Colin Farrington, director general of the Chartered Institute of Public Relations, has ruffled feathers by claiming (I paraphrase) that bloggers are lonely illiterates with no mates. Simon, David and Drew have led the charge. (I’ve been on leave, so this is by way of a catch-up.)
I detect a storm in an e-cup. I suspect that Colin (who is no PR practitioner but a manager of the institute’s people and finances) is deploying that self-deprecating humour that Agnes Poirier finds so peculiarly British.
But is blogging part of something significant? Consider this. The Economist’s survey of internet advertising identifies what’s changing with marketing spend:
…if you can track the success of advertising, especially if you can follow sales leads, then marketing ceases to be just a cost-centre, with an arbitrary budget allocated to it. Instead, advertising becomes a variable cost of production that measurably results in making more profit.
But advertisers must stop interrupting consumers. ‘On the internet, by contrast, advertisers have no choice but to “go with the user,” … and “the information coming back from the users is more important than the messages going out." This is why public relations is becoming ever more significant; even, as Al and Laura Ries have argued, first and foremost amongst marketing techniques. (I know, I know, but public relations is frequently funded from the marketing budget, and this ties in with the argument in The Economist’s survey).
Meanwhile, another PR graduate with skills, drive, experience and, yes, an impressive blog has been snapped up by Edelman’s interactive solutions team. Congratulations, Stephen. At the same time, an experienced PR consultant and, yes, blogger thinks that the future of public relations is in search (just as The Economist argues that search is the future of advertising.) Good luck, Antony.
I’ll say this, Colin. We live in interesting times.
Thanks, Richard.
I’ve just been reading the Economist article as well and thinking about the parallels with PR and the shift of media attention, influence and finances to online.
Thanks Richard.
The Economist article is still in ‘painting by numbers mode’. It is written by a marketing minded person. Keep filling in the blanks and you will get a picture.

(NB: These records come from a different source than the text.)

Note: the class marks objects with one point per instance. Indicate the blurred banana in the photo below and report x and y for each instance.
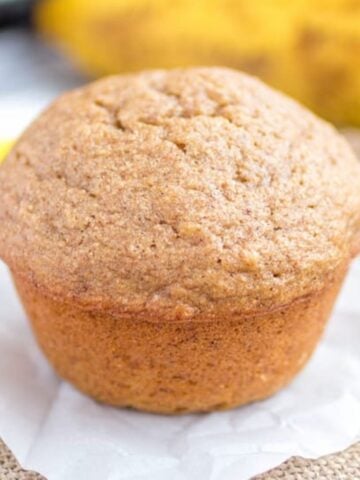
(308, 48)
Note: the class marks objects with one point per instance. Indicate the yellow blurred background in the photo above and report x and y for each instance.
(309, 49)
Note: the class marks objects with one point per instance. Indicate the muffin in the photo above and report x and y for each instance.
(178, 238)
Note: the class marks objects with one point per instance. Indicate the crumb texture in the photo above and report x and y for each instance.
(181, 194)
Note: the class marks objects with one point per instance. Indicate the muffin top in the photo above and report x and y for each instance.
(182, 194)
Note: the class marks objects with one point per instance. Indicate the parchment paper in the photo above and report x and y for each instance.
(54, 429)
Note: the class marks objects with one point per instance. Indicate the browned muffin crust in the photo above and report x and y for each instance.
(188, 194)
(176, 367)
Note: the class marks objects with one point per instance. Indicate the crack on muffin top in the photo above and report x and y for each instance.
(181, 194)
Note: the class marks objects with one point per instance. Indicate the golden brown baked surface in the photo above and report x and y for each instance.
(196, 193)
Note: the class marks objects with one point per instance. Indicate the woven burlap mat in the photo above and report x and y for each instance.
(344, 465)
(11, 470)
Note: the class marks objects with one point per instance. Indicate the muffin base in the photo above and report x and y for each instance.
(174, 367)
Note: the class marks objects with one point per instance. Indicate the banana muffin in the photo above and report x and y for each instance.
(178, 238)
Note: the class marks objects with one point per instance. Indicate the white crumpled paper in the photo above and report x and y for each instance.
(54, 429)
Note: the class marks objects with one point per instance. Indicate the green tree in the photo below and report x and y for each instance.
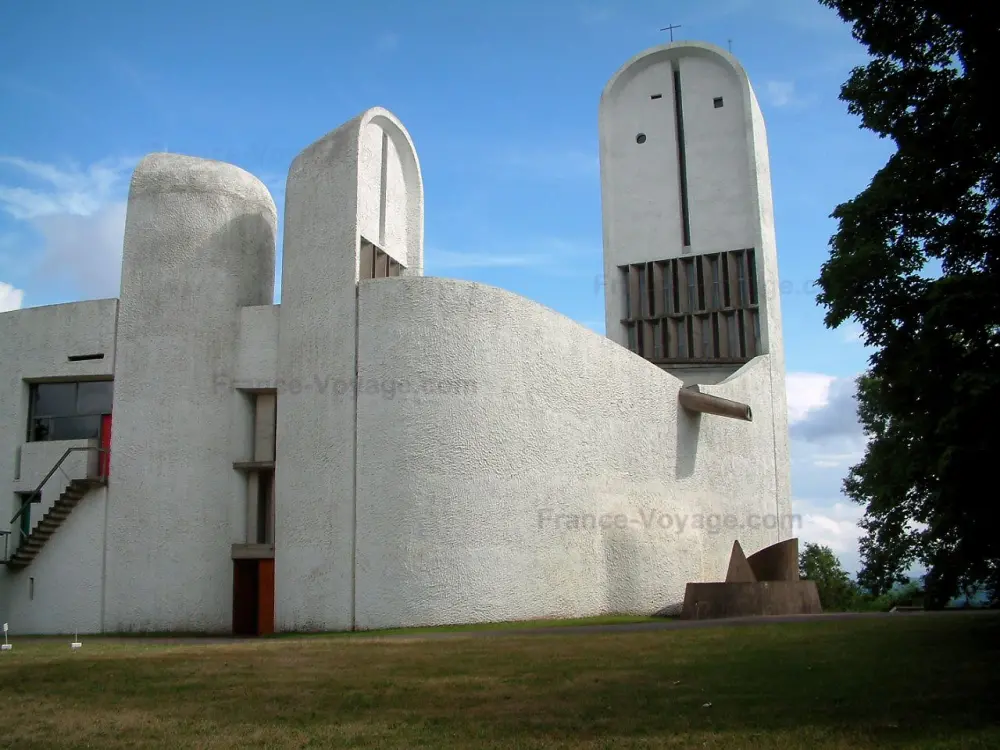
(820, 565)
(916, 262)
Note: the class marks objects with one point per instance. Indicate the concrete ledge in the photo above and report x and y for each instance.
(706, 601)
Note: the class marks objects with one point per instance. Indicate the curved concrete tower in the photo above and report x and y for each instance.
(199, 244)
(691, 272)
(353, 211)
(690, 263)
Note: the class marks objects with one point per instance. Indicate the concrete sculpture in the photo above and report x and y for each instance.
(766, 583)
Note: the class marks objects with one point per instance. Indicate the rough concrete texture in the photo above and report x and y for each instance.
(199, 244)
(706, 601)
(496, 436)
(446, 451)
(63, 584)
(361, 180)
(729, 192)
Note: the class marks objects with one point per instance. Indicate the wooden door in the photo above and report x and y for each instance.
(265, 597)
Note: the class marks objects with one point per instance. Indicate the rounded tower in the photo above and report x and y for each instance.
(199, 244)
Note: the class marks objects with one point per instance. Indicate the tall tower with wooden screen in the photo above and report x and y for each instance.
(690, 264)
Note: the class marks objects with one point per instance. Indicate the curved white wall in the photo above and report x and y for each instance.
(362, 179)
(485, 411)
(199, 244)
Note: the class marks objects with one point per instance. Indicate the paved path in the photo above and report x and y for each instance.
(631, 627)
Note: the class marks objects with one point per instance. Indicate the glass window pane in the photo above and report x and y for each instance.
(40, 430)
(75, 428)
(53, 399)
(94, 398)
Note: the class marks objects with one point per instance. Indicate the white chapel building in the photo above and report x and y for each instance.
(387, 449)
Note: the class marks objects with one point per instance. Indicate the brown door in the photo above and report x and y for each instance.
(265, 597)
(245, 597)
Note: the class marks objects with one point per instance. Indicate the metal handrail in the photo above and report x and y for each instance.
(38, 490)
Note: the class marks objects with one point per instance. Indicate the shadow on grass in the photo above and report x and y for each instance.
(865, 683)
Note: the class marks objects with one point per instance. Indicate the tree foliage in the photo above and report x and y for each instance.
(820, 565)
(916, 262)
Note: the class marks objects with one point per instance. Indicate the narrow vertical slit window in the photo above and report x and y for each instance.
(716, 296)
(691, 279)
(676, 285)
(741, 299)
(726, 296)
(700, 263)
(668, 288)
(742, 334)
(682, 160)
(643, 299)
(628, 296)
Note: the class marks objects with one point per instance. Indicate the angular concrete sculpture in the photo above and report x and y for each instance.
(766, 583)
(779, 562)
(740, 570)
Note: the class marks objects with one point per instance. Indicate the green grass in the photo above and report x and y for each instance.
(908, 681)
(509, 625)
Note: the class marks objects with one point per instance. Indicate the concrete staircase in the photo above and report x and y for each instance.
(32, 544)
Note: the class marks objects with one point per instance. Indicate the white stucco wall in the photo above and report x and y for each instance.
(330, 202)
(729, 192)
(37, 460)
(728, 178)
(36, 343)
(199, 244)
(549, 416)
(61, 590)
(257, 358)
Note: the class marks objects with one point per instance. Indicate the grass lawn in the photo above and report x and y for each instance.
(900, 681)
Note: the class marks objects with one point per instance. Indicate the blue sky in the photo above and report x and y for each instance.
(501, 101)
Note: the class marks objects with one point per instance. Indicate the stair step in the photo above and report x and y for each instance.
(51, 521)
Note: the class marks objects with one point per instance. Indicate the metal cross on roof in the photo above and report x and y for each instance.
(671, 28)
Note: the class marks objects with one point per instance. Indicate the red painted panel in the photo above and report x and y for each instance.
(104, 460)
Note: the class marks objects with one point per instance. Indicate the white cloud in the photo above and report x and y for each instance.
(552, 255)
(79, 213)
(10, 298)
(826, 440)
(833, 525)
(806, 391)
(86, 249)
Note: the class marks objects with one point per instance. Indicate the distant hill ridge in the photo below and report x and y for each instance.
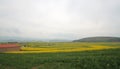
(99, 39)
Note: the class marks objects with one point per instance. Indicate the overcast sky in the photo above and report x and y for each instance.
(59, 19)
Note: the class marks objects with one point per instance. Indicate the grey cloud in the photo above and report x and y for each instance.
(66, 19)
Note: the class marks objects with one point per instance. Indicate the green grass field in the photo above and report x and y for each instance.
(93, 59)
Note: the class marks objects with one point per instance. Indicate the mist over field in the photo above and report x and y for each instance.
(63, 19)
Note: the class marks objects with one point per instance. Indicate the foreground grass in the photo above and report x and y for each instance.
(103, 59)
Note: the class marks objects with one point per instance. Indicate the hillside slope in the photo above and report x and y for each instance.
(99, 39)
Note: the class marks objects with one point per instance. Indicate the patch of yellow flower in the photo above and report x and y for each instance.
(73, 49)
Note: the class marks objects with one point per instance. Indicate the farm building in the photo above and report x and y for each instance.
(9, 47)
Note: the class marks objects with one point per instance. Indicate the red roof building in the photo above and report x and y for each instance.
(9, 47)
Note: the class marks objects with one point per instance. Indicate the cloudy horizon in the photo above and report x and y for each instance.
(59, 19)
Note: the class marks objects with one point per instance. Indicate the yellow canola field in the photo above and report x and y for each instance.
(52, 50)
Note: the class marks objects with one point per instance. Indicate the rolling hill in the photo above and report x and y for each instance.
(98, 39)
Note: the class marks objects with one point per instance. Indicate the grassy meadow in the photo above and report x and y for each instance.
(63, 55)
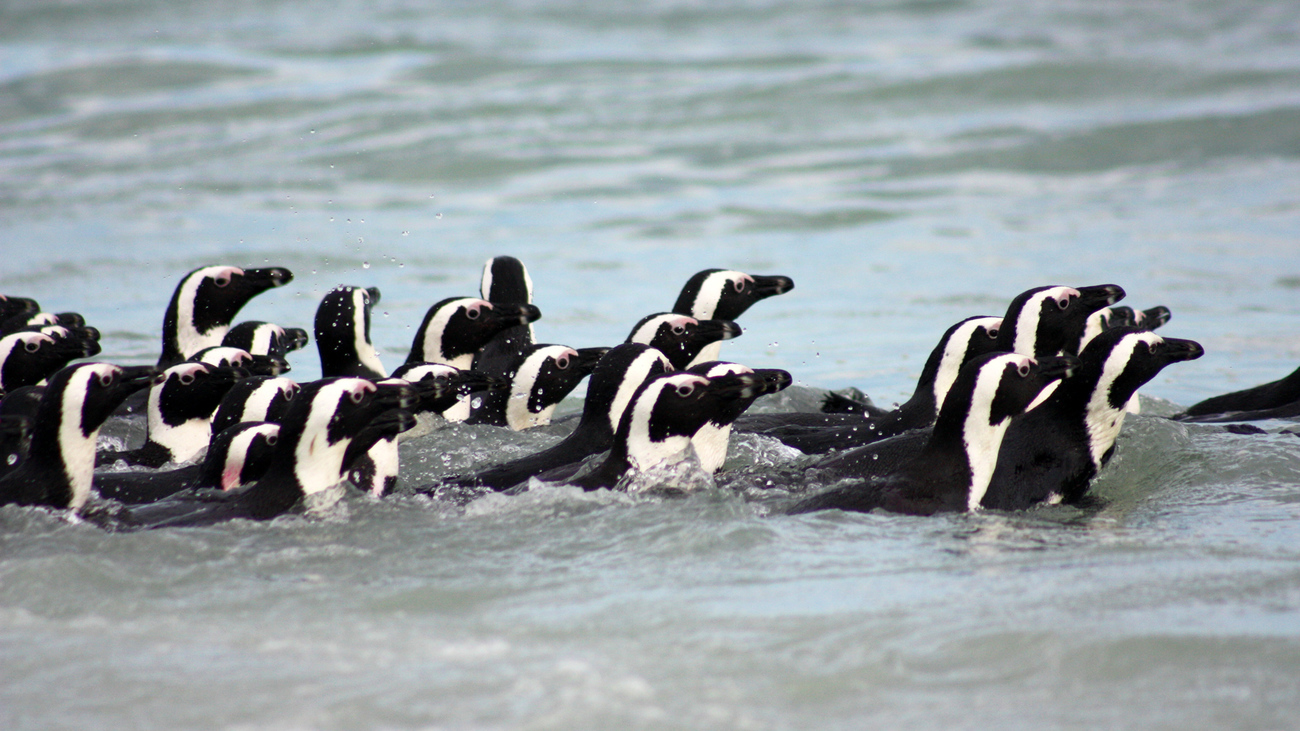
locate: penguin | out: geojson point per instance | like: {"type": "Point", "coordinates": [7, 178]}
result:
{"type": "Point", "coordinates": [226, 357]}
{"type": "Point", "coordinates": [258, 398]}
{"type": "Point", "coordinates": [181, 402]}
{"type": "Point", "coordinates": [329, 424]}
{"type": "Point", "coordinates": [505, 281]}
{"type": "Point", "coordinates": [616, 377]}
{"type": "Point", "coordinates": [724, 294]}
{"type": "Point", "coordinates": [265, 338]}
{"type": "Point", "coordinates": [237, 457]}
{"type": "Point", "coordinates": [713, 438]}
{"type": "Point", "coordinates": [819, 432]}
{"type": "Point", "coordinates": [451, 405]}
{"type": "Point", "coordinates": [343, 333]}
{"type": "Point", "coordinates": [681, 337]}
{"type": "Point", "coordinates": [1052, 453]}
{"type": "Point", "coordinates": [29, 358]}
{"type": "Point", "coordinates": [61, 459]}
{"type": "Point", "coordinates": [14, 441]}
{"type": "Point", "coordinates": [538, 383]}
{"type": "Point", "coordinates": [456, 328]}
{"type": "Point", "coordinates": [658, 424]}
{"type": "Point", "coordinates": [953, 468]}
{"type": "Point", "coordinates": [206, 302]}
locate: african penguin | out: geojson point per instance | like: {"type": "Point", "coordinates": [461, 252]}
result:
{"type": "Point", "coordinates": [953, 468]}
{"type": "Point", "coordinates": [723, 294]}
{"type": "Point", "coordinates": [61, 461]}
{"type": "Point", "coordinates": [204, 305]}
{"type": "Point", "coordinates": [343, 333]}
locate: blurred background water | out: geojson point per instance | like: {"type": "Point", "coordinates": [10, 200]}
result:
{"type": "Point", "coordinates": [908, 163]}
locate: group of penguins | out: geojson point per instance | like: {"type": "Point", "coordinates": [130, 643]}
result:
{"type": "Point", "coordinates": [1008, 412]}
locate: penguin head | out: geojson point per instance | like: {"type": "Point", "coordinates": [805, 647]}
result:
{"type": "Point", "coordinates": [726, 294]}
{"type": "Point", "coordinates": [680, 337]}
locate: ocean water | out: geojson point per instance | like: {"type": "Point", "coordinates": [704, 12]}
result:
{"type": "Point", "coordinates": [908, 163]}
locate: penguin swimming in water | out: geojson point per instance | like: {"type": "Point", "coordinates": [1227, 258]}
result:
{"type": "Point", "coordinates": [206, 302]}
{"type": "Point", "coordinates": [238, 455]}
{"type": "Point", "coordinates": [60, 465]}
{"type": "Point", "coordinates": [953, 468]}
{"type": "Point", "coordinates": [724, 294]}
{"type": "Point", "coordinates": [332, 423]}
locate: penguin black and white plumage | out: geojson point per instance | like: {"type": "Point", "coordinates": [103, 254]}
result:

Its not like that anymore.
There is an interaction in ‘real life’ that says a house is a tangible asset. Of course this is a nonsense. At best it is a licence. The same goes for a factory, office or industrial lathe.
In real life, we go with the flow. We aggregate the intangibles such that they take on the form we understand as `’tangible assets’. A brick is clay – an element – and all the rest is applied – intangible – values (which in many cases is a mashup of current and historic knowledge, contexts and emotions).
But now there is cyberspace where the tangible can be endlessly disintermediated by both humans and by computer programmes into the granular element – values.
They can also be aggregated because the values can be re-assembled by combinations of computer programmes and people.
Every brand value can be teased out of the brand and can be re-constructed because of Internet Agency.
‘Blazing Netshine’ (I coined the word six years ago) shines on every brand and all its values including those that the organisation believes it owns and all the ones owned by consumers and other publics. As a result all values are individually available to be accumulated, discarded or reconstructed.
An Adsense action is one of those re-assemblies but alongside one of those, there are many more that are constructed in a different form. The advertising industry, based on the Economist article, has it at a rate of 1:25 at present. They are guessing and that ratio will grow and grow.
Under the skin in cyberspace, the URL’s and XML veins and nervous system have an endless capability to make this happen and for the nonce with humans in charge of the computers and, as long as the network has redundancy available, advertising will have to be re-invented every few years (Lord Saatchi should worry more about WiMax than Constant Partial Attention)
The alternative is to recognise values and seek understanding of how, when they interact, they stay together, even fleetingly. Fortunately we have the Greeks to help. The study of ontology and semantics is well established and is more to do with Public Relations than scream marketing.